YOU'VE BEEN SERVED (and it's not your lunch)

  • Posted on: 29 June 2013
  • By: Editor

[MWFMAG.COM EXCLUSIVE] We are going to close out LAW MONTH the hard way this weekend, with tough reading on Saturday, and the toughest of all on Sunday.  Stay tuned, as the materials we are bringing you are nowhere else on the web.  These are exclusives.  In this 2012 civil suit in Oregon, Eagle Industries, Inc. claimed that a metalworking fluid product lost it's rust preventative properties in the vapor state and caused extensive damage to their machines.  The coolant at issue was Hangsterfer's Laboratories' Neosol 400.  Their local representative, MacPherson Western Tool and Supply, was also named as a Defendant. 

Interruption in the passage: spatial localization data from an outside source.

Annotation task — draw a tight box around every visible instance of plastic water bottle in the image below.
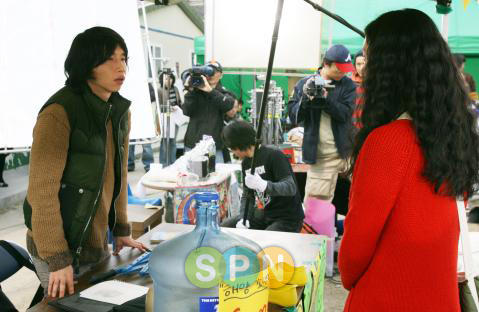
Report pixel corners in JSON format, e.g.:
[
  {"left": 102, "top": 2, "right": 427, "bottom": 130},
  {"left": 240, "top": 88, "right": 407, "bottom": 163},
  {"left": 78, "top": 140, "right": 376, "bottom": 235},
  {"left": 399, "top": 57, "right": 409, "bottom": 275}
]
[
  {"left": 149, "top": 192, "right": 262, "bottom": 311},
  {"left": 206, "top": 137, "right": 216, "bottom": 174}
]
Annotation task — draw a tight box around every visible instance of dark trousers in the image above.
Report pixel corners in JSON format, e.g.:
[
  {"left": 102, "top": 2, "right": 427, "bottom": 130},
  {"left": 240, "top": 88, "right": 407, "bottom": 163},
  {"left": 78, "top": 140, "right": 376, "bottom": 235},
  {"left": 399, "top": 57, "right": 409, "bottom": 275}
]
[
  {"left": 221, "top": 213, "right": 303, "bottom": 233},
  {"left": 0, "top": 153, "right": 8, "bottom": 183}
]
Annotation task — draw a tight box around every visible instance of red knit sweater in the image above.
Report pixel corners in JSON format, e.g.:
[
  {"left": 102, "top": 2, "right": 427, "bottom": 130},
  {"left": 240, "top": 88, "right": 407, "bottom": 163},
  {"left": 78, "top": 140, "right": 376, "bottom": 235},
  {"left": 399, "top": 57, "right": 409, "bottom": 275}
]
[{"left": 338, "top": 120, "right": 460, "bottom": 311}]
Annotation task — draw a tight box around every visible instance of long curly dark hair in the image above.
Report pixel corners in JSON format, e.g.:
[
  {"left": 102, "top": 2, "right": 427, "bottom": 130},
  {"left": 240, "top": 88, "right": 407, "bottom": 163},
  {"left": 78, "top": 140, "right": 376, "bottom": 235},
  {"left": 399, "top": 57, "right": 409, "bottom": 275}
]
[{"left": 352, "top": 9, "right": 479, "bottom": 197}]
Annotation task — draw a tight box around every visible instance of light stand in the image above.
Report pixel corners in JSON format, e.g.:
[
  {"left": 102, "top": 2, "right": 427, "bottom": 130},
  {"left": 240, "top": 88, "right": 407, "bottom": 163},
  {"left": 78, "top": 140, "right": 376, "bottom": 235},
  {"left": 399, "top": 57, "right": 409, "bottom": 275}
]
[{"left": 243, "top": 0, "right": 365, "bottom": 225}]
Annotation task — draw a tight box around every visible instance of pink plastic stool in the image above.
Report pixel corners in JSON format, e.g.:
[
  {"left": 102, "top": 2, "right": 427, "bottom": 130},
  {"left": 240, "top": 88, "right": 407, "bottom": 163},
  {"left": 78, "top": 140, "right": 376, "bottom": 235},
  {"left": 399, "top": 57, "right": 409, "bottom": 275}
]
[{"left": 305, "top": 197, "right": 336, "bottom": 277}]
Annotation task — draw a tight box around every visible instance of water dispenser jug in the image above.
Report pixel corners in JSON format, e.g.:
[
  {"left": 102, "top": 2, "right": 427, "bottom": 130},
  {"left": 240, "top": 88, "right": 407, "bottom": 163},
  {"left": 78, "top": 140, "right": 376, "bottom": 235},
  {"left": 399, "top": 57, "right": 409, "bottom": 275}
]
[{"left": 149, "top": 191, "right": 262, "bottom": 311}]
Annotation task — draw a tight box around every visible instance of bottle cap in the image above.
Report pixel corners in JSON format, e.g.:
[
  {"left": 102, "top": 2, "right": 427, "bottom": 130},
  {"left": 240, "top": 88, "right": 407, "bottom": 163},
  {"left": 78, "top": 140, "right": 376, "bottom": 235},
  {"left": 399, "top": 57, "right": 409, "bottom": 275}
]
[{"left": 194, "top": 191, "right": 219, "bottom": 202}]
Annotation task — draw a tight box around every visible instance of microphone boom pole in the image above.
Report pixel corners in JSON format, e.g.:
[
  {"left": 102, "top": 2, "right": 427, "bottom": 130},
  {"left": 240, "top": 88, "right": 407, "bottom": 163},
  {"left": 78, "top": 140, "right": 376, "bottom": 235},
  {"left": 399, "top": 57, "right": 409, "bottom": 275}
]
[
  {"left": 243, "top": 0, "right": 285, "bottom": 225},
  {"left": 302, "top": 0, "right": 365, "bottom": 38}
]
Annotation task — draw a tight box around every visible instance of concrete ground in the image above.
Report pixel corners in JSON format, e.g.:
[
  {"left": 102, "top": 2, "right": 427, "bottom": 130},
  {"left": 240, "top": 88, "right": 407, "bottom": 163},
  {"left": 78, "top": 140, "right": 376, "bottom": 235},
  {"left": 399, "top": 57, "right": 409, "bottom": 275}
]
[{"left": 1, "top": 159, "right": 478, "bottom": 311}]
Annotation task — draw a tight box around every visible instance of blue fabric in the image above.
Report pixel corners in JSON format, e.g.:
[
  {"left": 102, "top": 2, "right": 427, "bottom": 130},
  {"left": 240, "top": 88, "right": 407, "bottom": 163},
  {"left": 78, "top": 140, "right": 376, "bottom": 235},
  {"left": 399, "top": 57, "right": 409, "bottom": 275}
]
[
  {"left": 128, "top": 143, "right": 154, "bottom": 171},
  {"left": 141, "top": 144, "right": 154, "bottom": 171},
  {"left": 336, "top": 219, "right": 344, "bottom": 236},
  {"left": 127, "top": 184, "right": 162, "bottom": 206},
  {"left": 128, "top": 144, "right": 135, "bottom": 169}
]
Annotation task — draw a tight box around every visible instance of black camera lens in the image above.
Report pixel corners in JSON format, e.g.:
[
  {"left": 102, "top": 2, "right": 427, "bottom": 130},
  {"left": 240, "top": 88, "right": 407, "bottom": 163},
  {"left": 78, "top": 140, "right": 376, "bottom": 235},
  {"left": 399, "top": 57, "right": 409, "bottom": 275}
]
[{"left": 191, "top": 74, "right": 205, "bottom": 87}]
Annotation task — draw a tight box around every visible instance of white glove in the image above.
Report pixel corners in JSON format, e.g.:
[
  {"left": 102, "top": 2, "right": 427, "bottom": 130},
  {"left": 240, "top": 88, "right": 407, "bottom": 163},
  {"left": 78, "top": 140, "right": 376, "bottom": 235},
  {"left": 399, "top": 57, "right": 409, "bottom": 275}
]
[
  {"left": 245, "top": 172, "right": 268, "bottom": 193},
  {"left": 236, "top": 218, "right": 250, "bottom": 229}
]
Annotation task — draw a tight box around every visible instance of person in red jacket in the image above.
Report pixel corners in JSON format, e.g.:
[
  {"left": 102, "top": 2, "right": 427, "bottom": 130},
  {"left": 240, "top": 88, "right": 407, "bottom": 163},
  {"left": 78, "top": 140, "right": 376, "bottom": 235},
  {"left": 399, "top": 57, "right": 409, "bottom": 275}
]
[{"left": 338, "top": 9, "right": 479, "bottom": 311}]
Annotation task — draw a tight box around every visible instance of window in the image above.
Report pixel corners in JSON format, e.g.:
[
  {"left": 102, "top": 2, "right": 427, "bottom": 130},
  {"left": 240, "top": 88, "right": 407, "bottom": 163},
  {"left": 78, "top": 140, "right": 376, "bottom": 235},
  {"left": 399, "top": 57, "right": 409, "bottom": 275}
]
[
  {"left": 191, "top": 50, "right": 196, "bottom": 67},
  {"left": 147, "top": 45, "right": 163, "bottom": 78}
]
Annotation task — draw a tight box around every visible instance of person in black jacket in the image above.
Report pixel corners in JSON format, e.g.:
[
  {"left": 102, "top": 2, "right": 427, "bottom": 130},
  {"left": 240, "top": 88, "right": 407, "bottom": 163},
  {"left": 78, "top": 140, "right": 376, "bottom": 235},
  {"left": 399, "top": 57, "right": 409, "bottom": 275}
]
[
  {"left": 220, "top": 120, "right": 304, "bottom": 232},
  {"left": 288, "top": 44, "right": 356, "bottom": 202},
  {"left": 182, "top": 61, "right": 236, "bottom": 162}
]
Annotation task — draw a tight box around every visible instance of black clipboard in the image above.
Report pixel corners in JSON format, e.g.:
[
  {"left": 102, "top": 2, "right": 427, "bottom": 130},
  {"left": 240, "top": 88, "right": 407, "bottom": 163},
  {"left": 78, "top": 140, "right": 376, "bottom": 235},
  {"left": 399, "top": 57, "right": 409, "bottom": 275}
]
[{"left": 48, "top": 293, "right": 116, "bottom": 312}]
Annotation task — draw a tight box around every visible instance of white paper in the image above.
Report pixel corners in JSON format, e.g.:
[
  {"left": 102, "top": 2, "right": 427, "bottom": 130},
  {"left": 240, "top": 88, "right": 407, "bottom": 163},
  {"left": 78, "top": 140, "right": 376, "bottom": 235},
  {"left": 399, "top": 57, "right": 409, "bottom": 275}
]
[{"left": 79, "top": 280, "right": 148, "bottom": 305}]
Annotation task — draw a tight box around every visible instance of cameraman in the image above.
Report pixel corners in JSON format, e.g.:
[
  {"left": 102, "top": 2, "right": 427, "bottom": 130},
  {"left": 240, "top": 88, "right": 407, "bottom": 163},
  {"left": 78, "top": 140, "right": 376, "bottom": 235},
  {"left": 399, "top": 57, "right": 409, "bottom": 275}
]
[
  {"left": 288, "top": 44, "right": 356, "bottom": 202},
  {"left": 182, "top": 61, "right": 236, "bottom": 162}
]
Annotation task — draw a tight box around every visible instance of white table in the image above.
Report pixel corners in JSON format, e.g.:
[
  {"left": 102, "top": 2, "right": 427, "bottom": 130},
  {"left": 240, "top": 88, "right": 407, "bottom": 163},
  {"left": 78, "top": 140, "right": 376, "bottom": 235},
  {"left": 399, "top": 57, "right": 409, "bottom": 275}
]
[{"left": 149, "top": 223, "right": 326, "bottom": 268}]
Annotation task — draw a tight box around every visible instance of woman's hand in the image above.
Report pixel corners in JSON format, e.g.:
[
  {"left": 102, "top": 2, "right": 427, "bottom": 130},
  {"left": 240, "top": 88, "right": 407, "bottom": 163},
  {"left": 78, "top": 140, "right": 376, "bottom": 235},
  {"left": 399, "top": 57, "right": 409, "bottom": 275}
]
[
  {"left": 48, "top": 265, "right": 74, "bottom": 298},
  {"left": 113, "top": 236, "right": 149, "bottom": 255}
]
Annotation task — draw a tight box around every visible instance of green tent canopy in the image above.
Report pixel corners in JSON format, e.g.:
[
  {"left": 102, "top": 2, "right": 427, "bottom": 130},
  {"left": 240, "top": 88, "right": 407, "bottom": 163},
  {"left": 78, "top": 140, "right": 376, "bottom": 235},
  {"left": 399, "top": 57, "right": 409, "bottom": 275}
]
[{"left": 320, "top": 0, "right": 479, "bottom": 54}]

Attached for your reading pleasure is the Complaint by the Plaintiff and the Answers by each Defendant.  These public record documents were obtained by Metalworking Fluid Magazine directly from the Court itself.  However, few documents in this Court are publicly available.  The Oregon Courts are behind much of the nation on efiling of documents, so we have nothing more to share at this time.  The point is well enough made here.  Metalworking Fluid Suppliers have legal duties associated with the sale of their products to End Users, just like everyone else does.  When damage is done, it can be very expensive to everyone involved.  Proving the damage was caused by the negligence of the supplier, and not of the user's failure to maintain the product or some other cause is another prospect indeed.  These things are tough on customer relationships and customer confidence, and that's a two-way street.

There is a lesson to be learned in every such suit.  Is your sales force aware of the concepts that form their legal duty to their customers?  -No.  Has your sales staff been trained by your legal department in how to respond to customer complaints? -No.  Record keeping practice in place?  -Probably not. 

Get your lawyers off their assess, out of their suits, and have them put on a training program for you – at a discounted hourly rate.  Have them review your EHS program while they are still wearing their neatly pressed jeans.  And you – Company Man – stop treating your lawyers like doctors, calling them only when your sick.  Make them part of the team.   If they don’t fit in – get a new lawyer now!  This country is overrun with them.  They need to share the same goals that you have.

I spend real time with my clients – at their place – where the action is. I work to understand their machines, their designs, and their daily business practices.  It is only from that vantage point, rather than from my sweet office, that we can work together to enhance their enterprise value – not just the law firm’s value.  Be prepared, Boy Scout.